Ordinary Induction

Question

Define a function $f:\mathbb{Z}\to\mathbb{Z}$ by $f(x)=2x^2-8x+1$. Use ordinary induction to prove that $f(x)\geq 0$ for all integers $x\geq 4$.

A bit perplexed on the IS. We solve for P(K+1) right? Can someone help me prove this?

Answer 1

All you need to do is show that:

1) $f(4) \geq 0$ (base case)

2) $f(x+1) \geq f(x)$ for $x \geq 4$ (inductive argument)

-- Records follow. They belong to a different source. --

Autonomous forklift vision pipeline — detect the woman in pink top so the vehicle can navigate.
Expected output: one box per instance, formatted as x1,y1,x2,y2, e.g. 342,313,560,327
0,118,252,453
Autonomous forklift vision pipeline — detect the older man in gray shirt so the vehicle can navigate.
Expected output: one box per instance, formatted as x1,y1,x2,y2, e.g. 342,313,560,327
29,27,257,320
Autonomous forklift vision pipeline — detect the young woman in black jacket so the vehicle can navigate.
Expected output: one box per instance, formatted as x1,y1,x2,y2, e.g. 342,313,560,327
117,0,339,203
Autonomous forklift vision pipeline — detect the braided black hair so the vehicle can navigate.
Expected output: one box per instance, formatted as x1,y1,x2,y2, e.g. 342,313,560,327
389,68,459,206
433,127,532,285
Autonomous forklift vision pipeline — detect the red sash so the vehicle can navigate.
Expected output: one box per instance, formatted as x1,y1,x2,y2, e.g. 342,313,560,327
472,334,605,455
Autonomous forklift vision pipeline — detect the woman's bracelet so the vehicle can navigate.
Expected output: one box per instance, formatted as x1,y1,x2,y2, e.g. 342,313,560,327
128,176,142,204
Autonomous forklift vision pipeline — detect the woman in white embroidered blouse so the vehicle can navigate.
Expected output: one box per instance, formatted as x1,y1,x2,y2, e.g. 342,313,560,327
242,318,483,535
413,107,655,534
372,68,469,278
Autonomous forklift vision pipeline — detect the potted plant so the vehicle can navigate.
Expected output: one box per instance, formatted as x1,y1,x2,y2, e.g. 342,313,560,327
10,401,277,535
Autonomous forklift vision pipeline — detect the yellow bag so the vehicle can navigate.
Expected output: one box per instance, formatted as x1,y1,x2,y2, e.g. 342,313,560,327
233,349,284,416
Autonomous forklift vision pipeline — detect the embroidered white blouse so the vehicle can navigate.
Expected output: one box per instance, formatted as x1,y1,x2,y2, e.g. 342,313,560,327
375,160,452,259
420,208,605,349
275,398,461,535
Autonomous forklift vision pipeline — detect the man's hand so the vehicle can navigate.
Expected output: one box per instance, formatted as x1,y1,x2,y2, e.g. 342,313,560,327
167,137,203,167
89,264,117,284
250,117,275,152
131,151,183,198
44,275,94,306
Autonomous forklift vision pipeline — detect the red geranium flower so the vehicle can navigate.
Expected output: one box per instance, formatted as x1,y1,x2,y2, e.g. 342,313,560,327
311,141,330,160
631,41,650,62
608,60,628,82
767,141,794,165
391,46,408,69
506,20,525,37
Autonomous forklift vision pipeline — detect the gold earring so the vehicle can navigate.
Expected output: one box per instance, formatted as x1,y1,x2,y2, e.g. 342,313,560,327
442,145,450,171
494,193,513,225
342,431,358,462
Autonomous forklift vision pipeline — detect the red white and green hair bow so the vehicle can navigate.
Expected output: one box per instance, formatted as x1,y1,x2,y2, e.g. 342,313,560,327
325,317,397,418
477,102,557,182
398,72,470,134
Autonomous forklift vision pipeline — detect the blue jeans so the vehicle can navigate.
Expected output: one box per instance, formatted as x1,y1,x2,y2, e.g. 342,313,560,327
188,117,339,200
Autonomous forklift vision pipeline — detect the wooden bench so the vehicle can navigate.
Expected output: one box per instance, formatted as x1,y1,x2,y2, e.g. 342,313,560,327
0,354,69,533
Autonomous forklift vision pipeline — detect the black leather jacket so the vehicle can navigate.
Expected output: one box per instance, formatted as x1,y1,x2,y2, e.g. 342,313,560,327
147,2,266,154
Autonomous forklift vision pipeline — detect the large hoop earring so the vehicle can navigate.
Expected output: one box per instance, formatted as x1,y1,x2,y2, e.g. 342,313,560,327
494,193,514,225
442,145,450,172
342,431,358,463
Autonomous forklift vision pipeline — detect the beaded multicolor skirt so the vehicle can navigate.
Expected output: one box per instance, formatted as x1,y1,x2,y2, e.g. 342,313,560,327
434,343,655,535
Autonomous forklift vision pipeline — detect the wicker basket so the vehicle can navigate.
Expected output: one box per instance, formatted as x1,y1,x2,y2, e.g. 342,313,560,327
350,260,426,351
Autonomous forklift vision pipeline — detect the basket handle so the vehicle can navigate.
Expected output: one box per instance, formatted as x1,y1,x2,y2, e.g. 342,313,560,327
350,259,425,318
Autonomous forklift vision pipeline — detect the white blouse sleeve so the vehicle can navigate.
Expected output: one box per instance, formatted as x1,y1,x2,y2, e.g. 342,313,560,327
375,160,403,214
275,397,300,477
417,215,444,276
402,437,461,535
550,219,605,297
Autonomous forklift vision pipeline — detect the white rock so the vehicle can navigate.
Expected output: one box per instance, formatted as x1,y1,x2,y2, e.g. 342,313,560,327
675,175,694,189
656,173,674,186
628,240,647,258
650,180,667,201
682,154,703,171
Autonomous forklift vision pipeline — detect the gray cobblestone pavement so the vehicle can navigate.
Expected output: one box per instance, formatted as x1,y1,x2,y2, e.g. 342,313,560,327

For the latter, simply compute the expression $g(x)=f(x+1)-f(x)$ and show that $g(x) \geq 0$ for $x \geq 4$.

Answer 2

Let $f(x)=2x^2-8x+1=2(x-2)^2-7.$ To show $f(x)\geq 0$ for all $x\geq4$, $x\in\mathbb{Z}$, we must show it is at least true for the base case $x=4$: $$f(4)=2(4)-7=1\geq0$$ Now we assume the statement holds for some $x=n$ where $n>4,$ that is, assume $f(n)\geq0, $ we shall show $f(n+1)\geq 0$:$$f(n+1)=2(n-1)^2-7=2n^2-4n+2-7=2n^2-4n +(4n-4n)+1+1-7=(2n^2-8n+1)+(4n-6)$$ Thus $f(n+1)=(2n^2-8n+1)+(4n-6)=f(n)+(4n-6)$

Since $n>4$, $4n-6\in\mathbb{Z}^+$ so we have that since $f(n)\geq0$ by our induction hypothesis, $$f(n+1)=f(n)+(\text{element of $\mathbb{Z}^+$)=$\text{element of $\mathbb{Z}^+$}$}$$

Thus since the statement is true for $f(n+1)$, it is true for all $n\geq4.$ Conclude by induction that this statement is true.